In the pursuit of room temperature quantum hardware, our study introduces a
gate voltage tunable quantum wire within a tri-gated n-type junctionless
MOSFET. The application of gate voltage alters the parabolic potential well of
the tri-gated junctionless MOSFET, enabling modification of the nanowire's
potential well profile. In the presence of light, photogenerated electrons
accumulate at the center of the junctionless nanowire, aligning with the
modified potential well profile influenced by gate bias.
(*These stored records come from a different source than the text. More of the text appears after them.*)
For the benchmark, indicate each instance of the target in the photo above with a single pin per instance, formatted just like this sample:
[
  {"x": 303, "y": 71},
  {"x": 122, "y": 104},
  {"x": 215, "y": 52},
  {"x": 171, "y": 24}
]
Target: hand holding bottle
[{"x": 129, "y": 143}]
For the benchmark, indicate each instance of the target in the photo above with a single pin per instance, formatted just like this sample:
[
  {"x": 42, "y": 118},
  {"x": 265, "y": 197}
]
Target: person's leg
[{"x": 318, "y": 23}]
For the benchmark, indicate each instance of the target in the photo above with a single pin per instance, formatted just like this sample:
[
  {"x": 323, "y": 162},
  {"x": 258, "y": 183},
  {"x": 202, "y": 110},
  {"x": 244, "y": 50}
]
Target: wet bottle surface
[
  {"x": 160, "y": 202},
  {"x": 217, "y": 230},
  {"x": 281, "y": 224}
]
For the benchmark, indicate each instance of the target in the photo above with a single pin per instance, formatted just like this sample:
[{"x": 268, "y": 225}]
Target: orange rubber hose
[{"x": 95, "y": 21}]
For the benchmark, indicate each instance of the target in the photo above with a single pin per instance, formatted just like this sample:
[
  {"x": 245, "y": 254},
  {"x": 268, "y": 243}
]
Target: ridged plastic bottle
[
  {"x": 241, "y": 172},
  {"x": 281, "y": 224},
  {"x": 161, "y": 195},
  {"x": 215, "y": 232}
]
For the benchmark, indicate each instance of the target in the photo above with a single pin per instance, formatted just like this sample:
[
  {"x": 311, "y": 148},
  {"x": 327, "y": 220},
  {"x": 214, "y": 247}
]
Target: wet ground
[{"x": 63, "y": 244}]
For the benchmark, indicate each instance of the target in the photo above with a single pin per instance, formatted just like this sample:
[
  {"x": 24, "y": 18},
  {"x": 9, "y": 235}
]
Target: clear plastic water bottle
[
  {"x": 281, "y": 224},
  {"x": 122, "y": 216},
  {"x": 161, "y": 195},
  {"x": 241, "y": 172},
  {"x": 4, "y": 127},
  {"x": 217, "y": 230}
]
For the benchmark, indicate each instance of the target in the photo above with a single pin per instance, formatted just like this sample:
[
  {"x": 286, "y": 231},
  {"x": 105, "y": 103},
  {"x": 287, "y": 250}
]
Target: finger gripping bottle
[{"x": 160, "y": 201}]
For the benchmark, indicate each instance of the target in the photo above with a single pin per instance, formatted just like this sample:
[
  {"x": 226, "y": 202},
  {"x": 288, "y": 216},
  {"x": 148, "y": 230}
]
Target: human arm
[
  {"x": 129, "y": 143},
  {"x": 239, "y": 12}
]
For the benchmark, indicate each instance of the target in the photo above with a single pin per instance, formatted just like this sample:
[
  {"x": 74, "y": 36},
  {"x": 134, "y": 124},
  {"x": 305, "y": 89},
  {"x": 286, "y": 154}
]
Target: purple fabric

These carriers at the
center are far from interfaces and experience less interfacial noise.
Therefore, such clean photo-doping shows clear, repeatable peaks in current for
specific gate biases compared to the dark condition, considering different
operating drain-to-source voltages at room temperature. We propose that
photodoping-induced subband occupation of gate tunable potential well of the
nanowire is the underlying phenomenon responsible for this kind of observation.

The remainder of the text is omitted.